In his seminal 1952 paper, 'The Chemical Basis of Morphogenesis', Alan Turing lays down a milestone in the application of theoretical approaches to understand complex biological processes. His deceptively simple demonstration that a system of reacting and diffusing chemicals could, under certain conditions, generate spatial patterning out of homogeneity provided an elegant solution to the problem of how one of nature's most intricate events occurs: the emergence of structure and form in the developing embryo. The molecular revolution that has taken place during the six decades following this landmark publication has now placed this generation of theoreticians and biologists in an excellent position to rigorously test the theory and, encouragingly, a number of systems have emerged that appear to conform to some of Turing's fundamental ideas. In this paper, we describe the history and more recent integration between experiment and theory in one of the key models for understanding pattern formation: the emergence of feathers and hair in the skins of birds and mammals.

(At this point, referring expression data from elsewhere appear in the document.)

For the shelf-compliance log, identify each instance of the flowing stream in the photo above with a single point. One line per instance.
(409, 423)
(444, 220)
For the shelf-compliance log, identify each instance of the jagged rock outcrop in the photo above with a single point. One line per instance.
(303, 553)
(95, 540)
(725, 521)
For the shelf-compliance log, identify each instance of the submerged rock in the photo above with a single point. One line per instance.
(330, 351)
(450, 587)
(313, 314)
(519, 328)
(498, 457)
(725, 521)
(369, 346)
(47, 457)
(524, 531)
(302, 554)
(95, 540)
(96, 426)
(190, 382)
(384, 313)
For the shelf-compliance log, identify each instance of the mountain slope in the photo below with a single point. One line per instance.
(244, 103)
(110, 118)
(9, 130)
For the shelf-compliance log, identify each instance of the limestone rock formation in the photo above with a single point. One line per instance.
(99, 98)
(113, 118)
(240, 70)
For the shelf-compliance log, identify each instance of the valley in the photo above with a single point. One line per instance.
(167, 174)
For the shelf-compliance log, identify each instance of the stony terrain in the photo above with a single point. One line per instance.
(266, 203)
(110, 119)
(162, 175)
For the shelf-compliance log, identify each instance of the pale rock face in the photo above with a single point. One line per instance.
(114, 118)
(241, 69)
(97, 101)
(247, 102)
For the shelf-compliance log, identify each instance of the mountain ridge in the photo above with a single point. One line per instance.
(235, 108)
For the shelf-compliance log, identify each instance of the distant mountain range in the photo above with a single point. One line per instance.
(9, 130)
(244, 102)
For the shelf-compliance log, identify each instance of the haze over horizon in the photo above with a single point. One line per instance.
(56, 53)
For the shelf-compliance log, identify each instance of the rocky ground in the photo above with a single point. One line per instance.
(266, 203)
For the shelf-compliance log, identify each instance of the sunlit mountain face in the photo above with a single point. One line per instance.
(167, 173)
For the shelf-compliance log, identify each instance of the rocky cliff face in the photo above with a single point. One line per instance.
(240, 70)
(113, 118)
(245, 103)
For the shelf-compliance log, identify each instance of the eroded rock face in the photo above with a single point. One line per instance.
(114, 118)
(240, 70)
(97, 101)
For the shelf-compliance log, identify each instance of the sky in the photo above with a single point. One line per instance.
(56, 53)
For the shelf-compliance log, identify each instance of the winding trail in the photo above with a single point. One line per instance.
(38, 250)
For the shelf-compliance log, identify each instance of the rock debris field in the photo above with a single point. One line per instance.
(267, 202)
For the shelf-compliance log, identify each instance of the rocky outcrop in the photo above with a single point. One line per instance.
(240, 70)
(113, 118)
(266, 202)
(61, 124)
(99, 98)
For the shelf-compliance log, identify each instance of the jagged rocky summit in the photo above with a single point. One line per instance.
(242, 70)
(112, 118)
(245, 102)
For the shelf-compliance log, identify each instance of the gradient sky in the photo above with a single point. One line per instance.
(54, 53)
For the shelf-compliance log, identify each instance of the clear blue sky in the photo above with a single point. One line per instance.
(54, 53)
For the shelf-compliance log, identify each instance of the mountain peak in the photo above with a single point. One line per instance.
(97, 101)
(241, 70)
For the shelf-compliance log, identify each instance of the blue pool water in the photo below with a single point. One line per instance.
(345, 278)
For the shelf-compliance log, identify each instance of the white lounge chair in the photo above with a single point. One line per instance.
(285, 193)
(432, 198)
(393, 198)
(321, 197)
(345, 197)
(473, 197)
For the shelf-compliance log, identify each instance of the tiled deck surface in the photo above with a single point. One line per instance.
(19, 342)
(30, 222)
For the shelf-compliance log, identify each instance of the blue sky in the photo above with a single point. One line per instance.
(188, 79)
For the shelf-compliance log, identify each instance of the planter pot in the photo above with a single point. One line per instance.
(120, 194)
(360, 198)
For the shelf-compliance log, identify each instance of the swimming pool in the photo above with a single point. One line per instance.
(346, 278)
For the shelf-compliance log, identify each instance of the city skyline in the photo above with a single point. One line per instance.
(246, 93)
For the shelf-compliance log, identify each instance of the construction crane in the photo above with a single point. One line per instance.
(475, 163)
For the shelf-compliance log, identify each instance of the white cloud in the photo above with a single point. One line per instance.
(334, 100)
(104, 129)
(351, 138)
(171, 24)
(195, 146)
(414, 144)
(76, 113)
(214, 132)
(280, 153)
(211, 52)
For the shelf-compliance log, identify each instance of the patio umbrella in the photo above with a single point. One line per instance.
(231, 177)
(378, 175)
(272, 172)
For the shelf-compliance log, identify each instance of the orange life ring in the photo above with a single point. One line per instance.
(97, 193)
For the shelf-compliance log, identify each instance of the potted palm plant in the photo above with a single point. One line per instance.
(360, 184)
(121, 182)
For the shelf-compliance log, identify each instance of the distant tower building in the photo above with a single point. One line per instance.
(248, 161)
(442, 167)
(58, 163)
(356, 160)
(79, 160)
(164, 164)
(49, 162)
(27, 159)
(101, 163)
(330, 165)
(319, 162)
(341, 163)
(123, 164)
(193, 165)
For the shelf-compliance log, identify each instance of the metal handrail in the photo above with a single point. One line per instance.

Keywords: Turing patterns; activator–inhibitor; feather buds and hair follicles; morphogenesis; reaction–diffusion; skin patterning.

Figure 1.

Biological pattern formation. (a–c) Self-organization at various spatial scales: (a) aggregation of Dictyostelium discoideum; (b) flocking; (c) patchy vegetation in Nigeria. (d–f) Pigmentation patterns: (d) swallowtail butterfly; (e) zebra; (f) sailfish tang. (g–j) Feathers, hairs and scales: (g) peacock; (h) Vladimir the cat; (i) three-banded armadillo; (j) central bearded dragon. Image information: (d–j) K.J.P.; (a) http://en.wikipedia.org/wiki/File:Dictyostelium_Aggregation.JPG, released into public domain, accessed 21/01/2012; (b) http://en.wikipedia.org/wiki/File:Fugle,_%C3%B8rns%C3%B8_073.jpg, released into public domain by C. Rasmussen, accessed 21 January 2012; (c) http://en.wikipedia.org/wiki/File:Gapped_Bush_Niger_Nicolas_Barbier.jpg, released into public domain by Nicolas Barbier, accessed 21 January 2012.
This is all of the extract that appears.